Another “it’s being slow” thread - I’ve read a number of them but not found any obvious fixes.
I’m running the latest community docker containers using a compose file pretty much identical to the documentation.
The host it is running on has a quad core Xeon E3-1220 3GHz, 32Gb RAM and local SSD storage. Not much else running on it.
First scan of one Windows+IIS server and one Ubuntu+Apache+Wordpress server took 5h30. I subsequently split that down and the Windows+IIS machine took 19m to scan, and a second Linux box with no web services also took about 19m. But scanning the first Linux webserver again took more than 3h before I aborted. CPU on both the scanning host and the Linux host were maxed out on all cores. It had got through to about 80% reasonably quickly but then just bogged down scanning web vulnerabilities.
Using the ‘full and fast’ scan, with standard options on sequence. The Linux VM wasn’t running any on-host firewall, and both it and the scanning host were on the same network with no firewall in between.
It hadn’t hung on the scan, I was watching with htop and could see the checks ending and new checks starting, but each took minutes to run. In the report there were a number of error messages: NVT timeout after 320 seconds; NVT timeout after 900 seconds; etc. So if those tests were timing out after such a long time it’s not surprising the whole scan took a long time, if I scaled up to scanning all the servers it would take weeks…
Could this be because it’s running as a container? Would host networking speed it up? Are there any other tweaks?
No, no swapping on either scanning host or webserver host. No other issues that I can see. Other non-web hosts scanned fine. I do have one other Linux/Apache/Wordpress host that I’ll try to scan and see how that compares…
Maximum concurrently executed NVTs per host/Maximum concurrently scanned hosts
Select the speed of the scan on one host. The default values are chosen sensibly. If more VTs run simultaneously on a system or more systems are scanned at the same time, the scan may have a negative impact on either the performance of the scanned systems, the network or the appliance itself. These values “maxhosts” and “maxchecks” may be tweaked.

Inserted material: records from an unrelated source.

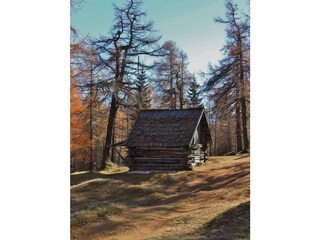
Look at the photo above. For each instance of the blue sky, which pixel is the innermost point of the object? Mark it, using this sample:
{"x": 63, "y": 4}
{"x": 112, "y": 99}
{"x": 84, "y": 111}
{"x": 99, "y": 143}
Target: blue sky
{"x": 187, "y": 22}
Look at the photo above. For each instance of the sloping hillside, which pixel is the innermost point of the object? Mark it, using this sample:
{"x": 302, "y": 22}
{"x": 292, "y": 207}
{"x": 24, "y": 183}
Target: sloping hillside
{"x": 211, "y": 202}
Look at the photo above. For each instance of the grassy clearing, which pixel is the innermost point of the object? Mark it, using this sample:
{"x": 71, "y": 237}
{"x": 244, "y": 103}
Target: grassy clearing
{"x": 211, "y": 202}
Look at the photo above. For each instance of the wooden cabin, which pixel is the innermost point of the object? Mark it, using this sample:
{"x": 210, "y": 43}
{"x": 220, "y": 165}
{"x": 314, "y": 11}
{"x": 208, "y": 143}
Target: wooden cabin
{"x": 168, "y": 140}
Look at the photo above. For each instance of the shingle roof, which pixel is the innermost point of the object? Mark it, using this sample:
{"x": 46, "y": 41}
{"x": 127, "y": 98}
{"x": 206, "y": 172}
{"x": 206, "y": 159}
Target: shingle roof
{"x": 165, "y": 128}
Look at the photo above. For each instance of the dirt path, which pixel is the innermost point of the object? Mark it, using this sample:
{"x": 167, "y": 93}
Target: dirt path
{"x": 182, "y": 205}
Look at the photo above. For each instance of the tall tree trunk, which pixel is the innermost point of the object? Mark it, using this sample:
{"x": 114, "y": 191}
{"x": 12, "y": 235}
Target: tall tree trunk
{"x": 243, "y": 100}
{"x": 110, "y": 128}
{"x": 229, "y": 147}
{"x": 244, "y": 124}
{"x": 215, "y": 139}
{"x": 238, "y": 129}
{"x": 91, "y": 120}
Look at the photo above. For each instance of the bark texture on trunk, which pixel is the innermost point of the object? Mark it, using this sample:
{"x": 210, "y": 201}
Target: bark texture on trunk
{"x": 109, "y": 134}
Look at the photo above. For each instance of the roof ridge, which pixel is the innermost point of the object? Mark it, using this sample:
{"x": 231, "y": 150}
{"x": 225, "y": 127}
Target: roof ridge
{"x": 183, "y": 109}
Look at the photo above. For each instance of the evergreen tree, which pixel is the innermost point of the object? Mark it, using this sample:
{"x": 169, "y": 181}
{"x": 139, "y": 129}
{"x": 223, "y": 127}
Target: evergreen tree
{"x": 194, "y": 94}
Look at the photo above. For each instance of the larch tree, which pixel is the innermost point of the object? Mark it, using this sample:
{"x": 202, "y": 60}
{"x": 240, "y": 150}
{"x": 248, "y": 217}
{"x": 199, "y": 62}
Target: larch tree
{"x": 230, "y": 79}
{"x": 193, "y": 94}
{"x": 171, "y": 76}
{"x": 142, "y": 90}
{"x": 131, "y": 36}
{"x": 79, "y": 136}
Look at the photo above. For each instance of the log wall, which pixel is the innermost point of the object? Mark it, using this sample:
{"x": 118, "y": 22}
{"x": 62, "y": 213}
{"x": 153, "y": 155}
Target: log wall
{"x": 165, "y": 159}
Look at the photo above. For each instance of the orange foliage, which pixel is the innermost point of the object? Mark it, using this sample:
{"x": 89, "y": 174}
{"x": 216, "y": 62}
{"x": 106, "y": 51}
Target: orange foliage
{"x": 79, "y": 136}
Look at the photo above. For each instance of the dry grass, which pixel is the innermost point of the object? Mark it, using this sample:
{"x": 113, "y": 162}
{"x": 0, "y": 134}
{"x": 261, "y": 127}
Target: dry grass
{"x": 211, "y": 202}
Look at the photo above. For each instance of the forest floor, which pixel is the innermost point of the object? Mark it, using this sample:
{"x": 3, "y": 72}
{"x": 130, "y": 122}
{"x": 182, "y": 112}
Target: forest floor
{"x": 210, "y": 202}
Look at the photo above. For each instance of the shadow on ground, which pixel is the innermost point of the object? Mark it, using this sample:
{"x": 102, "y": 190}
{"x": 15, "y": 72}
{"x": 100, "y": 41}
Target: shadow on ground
{"x": 232, "y": 224}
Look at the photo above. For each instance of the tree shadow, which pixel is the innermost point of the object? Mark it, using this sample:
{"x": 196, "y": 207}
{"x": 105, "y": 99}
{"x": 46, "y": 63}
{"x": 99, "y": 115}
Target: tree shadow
{"x": 131, "y": 178}
{"x": 232, "y": 224}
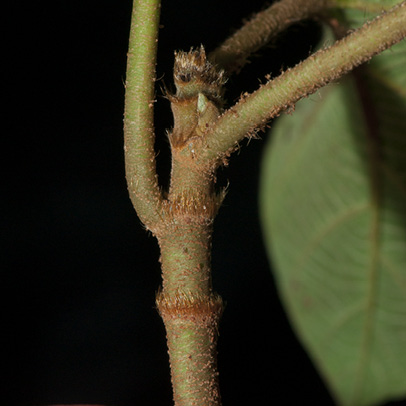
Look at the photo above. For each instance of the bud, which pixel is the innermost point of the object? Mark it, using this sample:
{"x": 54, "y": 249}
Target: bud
{"x": 194, "y": 74}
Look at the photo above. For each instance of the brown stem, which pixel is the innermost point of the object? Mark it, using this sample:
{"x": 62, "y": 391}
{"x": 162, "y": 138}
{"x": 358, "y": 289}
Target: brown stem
{"x": 187, "y": 304}
{"x": 327, "y": 65}
{"x": 233, "y": 53}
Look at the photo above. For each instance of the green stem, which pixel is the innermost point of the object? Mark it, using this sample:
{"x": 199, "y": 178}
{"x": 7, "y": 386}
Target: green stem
{"x": 139, "y": 136}
{"x": 233, "y": 53}
{"x": 256, "y": 109}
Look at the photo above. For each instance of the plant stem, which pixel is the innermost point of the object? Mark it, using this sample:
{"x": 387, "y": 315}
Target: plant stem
{"x": 232, "y": 54}
{"x": 139, "y": 136}
{"x": 327, "y": 65}
{"x": 187, "y": 304}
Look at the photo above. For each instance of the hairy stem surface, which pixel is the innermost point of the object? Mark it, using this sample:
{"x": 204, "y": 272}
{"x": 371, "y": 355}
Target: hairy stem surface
{"x": 233, "y": 53}
{"x": 283, "y": 92}
{"x": 139, "y": 136}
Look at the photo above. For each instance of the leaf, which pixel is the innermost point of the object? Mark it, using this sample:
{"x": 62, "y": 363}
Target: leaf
{"x": 333, "y": 207}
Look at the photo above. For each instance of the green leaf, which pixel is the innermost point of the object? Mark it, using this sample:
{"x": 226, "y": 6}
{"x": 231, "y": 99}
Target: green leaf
{"x": 333, "y": 207}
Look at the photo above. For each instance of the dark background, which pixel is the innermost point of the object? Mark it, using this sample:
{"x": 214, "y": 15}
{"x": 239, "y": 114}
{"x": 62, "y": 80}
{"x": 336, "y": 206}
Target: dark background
{"x": 79, "y": 272}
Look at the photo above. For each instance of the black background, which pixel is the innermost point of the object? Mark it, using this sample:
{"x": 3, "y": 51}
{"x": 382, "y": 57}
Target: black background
{"x": 80, "y": 273}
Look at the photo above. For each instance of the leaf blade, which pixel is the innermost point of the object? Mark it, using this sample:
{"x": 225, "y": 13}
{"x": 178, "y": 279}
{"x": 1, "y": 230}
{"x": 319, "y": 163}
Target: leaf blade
{"x": 339, "y": 255}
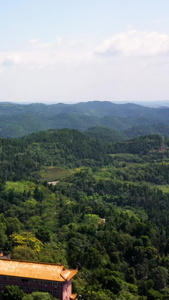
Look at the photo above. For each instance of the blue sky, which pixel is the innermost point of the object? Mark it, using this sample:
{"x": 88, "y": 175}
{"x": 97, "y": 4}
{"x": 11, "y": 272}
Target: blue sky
{"x": 75, "y": 50}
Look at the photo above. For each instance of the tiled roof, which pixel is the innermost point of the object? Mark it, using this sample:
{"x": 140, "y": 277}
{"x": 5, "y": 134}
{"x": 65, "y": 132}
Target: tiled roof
{"x": 35, "y": 270}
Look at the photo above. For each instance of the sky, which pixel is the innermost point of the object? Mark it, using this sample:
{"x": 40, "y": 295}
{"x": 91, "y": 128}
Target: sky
{"x": 73, "y": 51}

I think I’ve pointed the cause at the target machine although not resolved it. Even disabling all the ‘web server’ and ‘web application abuse’ categories, as well as OS-specific categories not in use took about 2h30 to scan that machine. Other Ubuntu 18.04 servers took similar amounts of time, whereas Ubuntu 20.04 servers took around 20m for the ‘full and fast’ default, or about 13m for my reduced scan config.
Hardware-wise the target machines were very similar, VMs running on the same vSphere7 hosts with similar resources, all running from pure SSD SAN storage, and all network connectivity between scanning host and target hosts 1Gb or greater. No local firewalling, but maybe apparmor is messing things up.
It’s a mystery but it doesn’t appear to be an issue with the scanning server, but if anyone has any suggestions I’ll give them a whirl (although I’m midway through phasing out the Ubuntu 18.04 machines before it goes EOL).